# 92 Nissan Sentra Engine Swap



## carnut (Oct 20, 2004)

My son has a 1992 Nissan Sentra XE 1.6 automatic with the 8th vin digit P. The engine has a rod throught the side and we can't find a replacement close by. We were told this is a Canadian engine. Anyway we found a lot of 1.6 that came in a sentra with the vin digit E and were told they would not interchange. Our question is can this be done? And what needs to be changed to make it work? Thanks for any info.


----------



## psr (Oct 6, 2003)

carnut said:


> My son has a 1992 Nissan Sentra XE 1.6 automatic with the 8th vin digit P. The engine has a rod throught the side and we can't find a replacement close by. We were told this is a Canadian engine. Anyway we found a lot of 1.6 that came in a sentra with the vin digit E and were told they would not interchange. Our question is can this be done? And what needs to be changed to make it work? Thanks for any info.
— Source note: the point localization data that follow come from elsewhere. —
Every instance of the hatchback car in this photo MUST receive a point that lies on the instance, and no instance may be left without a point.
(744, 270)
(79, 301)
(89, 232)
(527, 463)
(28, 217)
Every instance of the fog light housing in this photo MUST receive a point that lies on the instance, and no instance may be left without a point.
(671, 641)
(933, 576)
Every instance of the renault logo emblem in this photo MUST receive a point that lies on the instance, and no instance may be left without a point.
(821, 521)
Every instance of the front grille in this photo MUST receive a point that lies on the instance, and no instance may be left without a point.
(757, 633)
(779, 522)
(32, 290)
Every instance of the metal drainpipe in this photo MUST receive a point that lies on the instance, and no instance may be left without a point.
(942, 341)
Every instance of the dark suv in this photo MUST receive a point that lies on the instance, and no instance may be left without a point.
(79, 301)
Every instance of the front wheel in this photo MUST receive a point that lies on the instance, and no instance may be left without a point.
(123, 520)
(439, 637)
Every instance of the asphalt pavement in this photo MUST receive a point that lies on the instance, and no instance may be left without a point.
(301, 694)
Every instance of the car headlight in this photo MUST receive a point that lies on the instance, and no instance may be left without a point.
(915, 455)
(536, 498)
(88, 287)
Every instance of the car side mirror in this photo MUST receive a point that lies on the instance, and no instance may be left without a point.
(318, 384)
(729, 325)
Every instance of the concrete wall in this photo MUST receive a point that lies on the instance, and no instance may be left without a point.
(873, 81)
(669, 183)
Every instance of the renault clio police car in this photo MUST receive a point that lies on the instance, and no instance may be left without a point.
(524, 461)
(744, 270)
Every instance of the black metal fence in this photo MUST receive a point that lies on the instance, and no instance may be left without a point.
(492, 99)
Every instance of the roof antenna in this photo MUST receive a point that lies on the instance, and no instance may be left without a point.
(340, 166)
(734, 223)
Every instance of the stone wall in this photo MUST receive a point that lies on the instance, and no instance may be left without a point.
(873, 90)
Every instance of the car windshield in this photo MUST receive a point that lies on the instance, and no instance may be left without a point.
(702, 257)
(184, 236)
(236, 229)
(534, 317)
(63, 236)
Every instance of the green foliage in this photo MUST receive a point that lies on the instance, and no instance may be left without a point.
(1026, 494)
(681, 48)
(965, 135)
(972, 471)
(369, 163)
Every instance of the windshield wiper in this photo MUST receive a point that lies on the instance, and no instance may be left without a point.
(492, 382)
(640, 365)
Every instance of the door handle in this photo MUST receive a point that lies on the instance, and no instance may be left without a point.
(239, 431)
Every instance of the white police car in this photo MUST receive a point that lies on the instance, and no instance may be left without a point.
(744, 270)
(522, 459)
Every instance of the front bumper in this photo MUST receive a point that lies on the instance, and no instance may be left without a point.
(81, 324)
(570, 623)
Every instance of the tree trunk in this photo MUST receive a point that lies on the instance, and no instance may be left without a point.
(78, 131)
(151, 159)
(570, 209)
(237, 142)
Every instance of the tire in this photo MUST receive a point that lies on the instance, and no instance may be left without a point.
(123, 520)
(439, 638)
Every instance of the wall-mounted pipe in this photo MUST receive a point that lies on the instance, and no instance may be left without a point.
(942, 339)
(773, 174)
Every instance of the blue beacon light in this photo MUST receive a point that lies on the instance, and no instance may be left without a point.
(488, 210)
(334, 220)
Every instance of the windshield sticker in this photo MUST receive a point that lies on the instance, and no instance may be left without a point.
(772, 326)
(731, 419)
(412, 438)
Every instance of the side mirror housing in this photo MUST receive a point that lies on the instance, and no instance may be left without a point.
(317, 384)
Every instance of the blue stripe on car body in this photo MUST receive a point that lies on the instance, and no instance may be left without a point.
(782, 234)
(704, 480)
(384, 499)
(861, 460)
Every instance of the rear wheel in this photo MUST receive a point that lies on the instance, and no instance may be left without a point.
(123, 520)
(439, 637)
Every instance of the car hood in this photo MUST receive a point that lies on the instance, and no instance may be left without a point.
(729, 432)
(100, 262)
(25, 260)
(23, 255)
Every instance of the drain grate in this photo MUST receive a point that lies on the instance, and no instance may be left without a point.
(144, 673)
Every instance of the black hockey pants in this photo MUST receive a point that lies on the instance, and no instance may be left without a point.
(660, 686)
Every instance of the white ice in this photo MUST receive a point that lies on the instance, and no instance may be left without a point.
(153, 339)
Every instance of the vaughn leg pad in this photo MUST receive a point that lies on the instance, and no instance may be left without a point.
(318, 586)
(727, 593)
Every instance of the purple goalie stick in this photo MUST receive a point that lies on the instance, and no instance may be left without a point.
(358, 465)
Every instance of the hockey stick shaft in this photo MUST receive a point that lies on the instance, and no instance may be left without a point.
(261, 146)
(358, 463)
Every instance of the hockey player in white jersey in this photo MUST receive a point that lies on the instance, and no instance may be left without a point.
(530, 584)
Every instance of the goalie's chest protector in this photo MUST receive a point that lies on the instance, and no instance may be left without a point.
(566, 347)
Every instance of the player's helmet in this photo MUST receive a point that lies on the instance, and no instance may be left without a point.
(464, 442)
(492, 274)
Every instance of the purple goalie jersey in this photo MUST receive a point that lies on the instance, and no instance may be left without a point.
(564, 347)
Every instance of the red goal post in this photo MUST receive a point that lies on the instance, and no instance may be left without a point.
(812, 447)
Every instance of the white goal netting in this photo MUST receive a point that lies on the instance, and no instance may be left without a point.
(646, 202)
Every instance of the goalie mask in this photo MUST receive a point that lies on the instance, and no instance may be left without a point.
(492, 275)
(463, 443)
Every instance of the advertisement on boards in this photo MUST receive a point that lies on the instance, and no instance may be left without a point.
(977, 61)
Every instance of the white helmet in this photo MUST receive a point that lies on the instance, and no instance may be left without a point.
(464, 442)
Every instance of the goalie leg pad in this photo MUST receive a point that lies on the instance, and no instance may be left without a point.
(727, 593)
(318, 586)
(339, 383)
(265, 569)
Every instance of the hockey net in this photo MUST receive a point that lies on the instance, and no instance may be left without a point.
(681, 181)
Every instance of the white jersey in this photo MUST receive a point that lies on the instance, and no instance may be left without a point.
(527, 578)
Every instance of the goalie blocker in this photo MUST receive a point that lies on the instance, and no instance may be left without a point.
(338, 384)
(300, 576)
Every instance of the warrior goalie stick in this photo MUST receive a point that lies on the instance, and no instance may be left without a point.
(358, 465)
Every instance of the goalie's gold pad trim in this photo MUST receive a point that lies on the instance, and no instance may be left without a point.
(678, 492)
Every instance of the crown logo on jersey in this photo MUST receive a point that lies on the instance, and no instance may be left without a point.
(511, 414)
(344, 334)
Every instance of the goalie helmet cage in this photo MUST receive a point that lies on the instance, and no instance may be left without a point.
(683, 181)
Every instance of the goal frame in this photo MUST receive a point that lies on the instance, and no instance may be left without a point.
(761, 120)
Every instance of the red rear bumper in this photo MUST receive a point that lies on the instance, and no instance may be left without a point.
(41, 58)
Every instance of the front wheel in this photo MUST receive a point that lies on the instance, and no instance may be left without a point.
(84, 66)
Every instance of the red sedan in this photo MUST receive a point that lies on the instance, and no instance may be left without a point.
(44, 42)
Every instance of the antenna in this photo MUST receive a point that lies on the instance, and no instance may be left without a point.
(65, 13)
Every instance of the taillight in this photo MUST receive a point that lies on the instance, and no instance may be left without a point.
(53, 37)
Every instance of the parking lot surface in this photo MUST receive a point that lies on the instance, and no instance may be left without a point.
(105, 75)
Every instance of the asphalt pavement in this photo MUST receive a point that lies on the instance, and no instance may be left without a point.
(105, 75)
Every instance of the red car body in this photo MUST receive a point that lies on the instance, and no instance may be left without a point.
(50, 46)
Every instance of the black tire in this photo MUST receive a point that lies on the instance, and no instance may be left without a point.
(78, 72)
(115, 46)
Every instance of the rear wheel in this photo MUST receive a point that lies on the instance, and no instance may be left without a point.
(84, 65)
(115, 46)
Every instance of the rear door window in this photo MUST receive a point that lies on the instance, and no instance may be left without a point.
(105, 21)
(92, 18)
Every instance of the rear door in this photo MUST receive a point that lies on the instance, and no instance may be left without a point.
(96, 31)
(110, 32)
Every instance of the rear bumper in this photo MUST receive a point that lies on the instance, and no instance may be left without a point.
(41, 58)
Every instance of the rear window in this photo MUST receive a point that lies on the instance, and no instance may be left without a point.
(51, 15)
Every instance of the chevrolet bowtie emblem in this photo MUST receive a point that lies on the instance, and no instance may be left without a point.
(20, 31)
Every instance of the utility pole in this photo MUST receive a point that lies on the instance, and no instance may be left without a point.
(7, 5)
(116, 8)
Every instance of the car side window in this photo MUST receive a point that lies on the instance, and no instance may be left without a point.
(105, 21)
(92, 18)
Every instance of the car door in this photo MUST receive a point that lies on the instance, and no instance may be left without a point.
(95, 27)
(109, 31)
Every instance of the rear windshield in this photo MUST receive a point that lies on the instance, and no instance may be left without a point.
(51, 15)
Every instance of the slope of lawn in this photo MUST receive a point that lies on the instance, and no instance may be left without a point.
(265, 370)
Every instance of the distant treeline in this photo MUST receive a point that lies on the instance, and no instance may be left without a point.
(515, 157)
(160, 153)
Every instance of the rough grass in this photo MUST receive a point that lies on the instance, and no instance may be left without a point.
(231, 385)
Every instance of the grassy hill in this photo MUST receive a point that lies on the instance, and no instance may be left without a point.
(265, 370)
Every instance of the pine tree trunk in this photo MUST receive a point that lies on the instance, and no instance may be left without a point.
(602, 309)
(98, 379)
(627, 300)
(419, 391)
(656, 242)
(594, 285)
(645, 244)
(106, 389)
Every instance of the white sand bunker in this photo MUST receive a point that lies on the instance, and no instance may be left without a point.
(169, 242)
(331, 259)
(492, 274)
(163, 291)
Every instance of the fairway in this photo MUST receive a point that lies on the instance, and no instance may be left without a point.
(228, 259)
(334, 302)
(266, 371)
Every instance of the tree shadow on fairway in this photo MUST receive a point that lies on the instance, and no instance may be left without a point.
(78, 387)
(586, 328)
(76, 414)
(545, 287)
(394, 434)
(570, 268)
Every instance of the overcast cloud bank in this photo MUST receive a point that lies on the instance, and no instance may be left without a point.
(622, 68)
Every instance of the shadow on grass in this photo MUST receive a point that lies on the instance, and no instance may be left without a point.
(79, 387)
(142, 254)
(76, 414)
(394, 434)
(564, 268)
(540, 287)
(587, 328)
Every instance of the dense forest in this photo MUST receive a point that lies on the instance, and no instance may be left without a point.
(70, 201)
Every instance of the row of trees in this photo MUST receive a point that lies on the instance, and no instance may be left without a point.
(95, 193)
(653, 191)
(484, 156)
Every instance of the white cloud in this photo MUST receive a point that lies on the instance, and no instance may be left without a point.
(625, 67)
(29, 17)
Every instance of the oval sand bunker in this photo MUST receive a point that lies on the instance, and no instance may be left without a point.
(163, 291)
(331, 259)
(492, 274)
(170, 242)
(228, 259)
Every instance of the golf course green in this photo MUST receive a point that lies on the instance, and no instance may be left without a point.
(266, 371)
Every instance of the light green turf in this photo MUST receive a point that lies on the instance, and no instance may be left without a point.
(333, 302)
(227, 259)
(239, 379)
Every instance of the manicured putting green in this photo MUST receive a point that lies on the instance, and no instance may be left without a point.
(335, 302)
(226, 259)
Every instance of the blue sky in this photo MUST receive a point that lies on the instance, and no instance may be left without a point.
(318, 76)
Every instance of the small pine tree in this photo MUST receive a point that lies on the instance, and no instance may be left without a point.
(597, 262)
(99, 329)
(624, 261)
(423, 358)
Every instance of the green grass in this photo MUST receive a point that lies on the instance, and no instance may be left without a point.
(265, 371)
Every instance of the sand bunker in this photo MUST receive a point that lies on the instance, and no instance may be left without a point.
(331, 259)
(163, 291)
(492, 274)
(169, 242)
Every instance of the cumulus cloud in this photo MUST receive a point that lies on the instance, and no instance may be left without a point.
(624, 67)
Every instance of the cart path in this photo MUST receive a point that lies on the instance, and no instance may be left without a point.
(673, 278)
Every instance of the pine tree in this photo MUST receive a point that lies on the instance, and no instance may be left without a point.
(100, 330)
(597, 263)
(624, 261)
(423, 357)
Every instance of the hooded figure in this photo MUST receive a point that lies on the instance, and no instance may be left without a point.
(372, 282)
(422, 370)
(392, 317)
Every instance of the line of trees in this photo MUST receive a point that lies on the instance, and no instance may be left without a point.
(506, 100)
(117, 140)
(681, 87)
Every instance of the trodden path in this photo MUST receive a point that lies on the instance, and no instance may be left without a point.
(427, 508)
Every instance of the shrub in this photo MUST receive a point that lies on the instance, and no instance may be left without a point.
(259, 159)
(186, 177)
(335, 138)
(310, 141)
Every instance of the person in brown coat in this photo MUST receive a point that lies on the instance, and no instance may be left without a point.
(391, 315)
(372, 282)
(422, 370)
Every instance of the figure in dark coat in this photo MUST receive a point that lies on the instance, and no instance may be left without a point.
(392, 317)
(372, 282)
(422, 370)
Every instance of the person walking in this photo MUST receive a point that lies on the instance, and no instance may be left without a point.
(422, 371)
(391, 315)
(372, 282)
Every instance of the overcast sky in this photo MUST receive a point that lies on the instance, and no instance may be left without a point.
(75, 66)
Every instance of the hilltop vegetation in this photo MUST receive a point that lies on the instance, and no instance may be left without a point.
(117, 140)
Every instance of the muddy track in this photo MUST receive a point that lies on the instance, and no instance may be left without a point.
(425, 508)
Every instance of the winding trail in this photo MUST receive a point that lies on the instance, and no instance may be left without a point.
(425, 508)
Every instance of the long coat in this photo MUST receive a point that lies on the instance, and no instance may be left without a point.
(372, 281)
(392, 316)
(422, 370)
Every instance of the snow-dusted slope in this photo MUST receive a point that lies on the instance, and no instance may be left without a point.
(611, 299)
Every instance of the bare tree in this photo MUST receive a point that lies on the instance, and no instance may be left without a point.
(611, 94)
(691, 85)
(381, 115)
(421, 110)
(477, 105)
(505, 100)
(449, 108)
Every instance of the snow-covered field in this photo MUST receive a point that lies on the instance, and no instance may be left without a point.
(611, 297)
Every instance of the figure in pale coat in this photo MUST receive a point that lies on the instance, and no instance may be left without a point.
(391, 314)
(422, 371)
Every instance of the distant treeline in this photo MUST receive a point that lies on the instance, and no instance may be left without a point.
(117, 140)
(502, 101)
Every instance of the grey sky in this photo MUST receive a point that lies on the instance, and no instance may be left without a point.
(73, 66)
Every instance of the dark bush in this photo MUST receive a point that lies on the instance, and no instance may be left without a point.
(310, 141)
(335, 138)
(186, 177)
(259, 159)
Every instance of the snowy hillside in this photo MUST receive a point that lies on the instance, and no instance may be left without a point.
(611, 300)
if you get a US engine the vin should be 1N and im just guessing but if you do get that engine you should be able to swap it in but then you would most likely have to get the ecu changed as well.....but again im not sure so wait to see what other people have to say..(oh and whats the first two digits of the vin because that will tell you what kind of engine you have, not the 8th digit) the first digit stands for what kind of enigin (ex: 1=USA, J=Japan) the second digit stands for what kind of car.


----------



## lshadoff (Nov 26, 2002)

Here's the VIN arrangement from the B14 FSM (B13 VIN is the same)










Lew


----------



## carnut (Oct 20, 2004)

Thanks for the info guys. The first four numbers & letters of the vin are 1N4E. I can't understand why all these salvage yards were only wanting the 8th vin number or letter? Does anyone know why or do they just not know what they are selling?
Thanks again


----------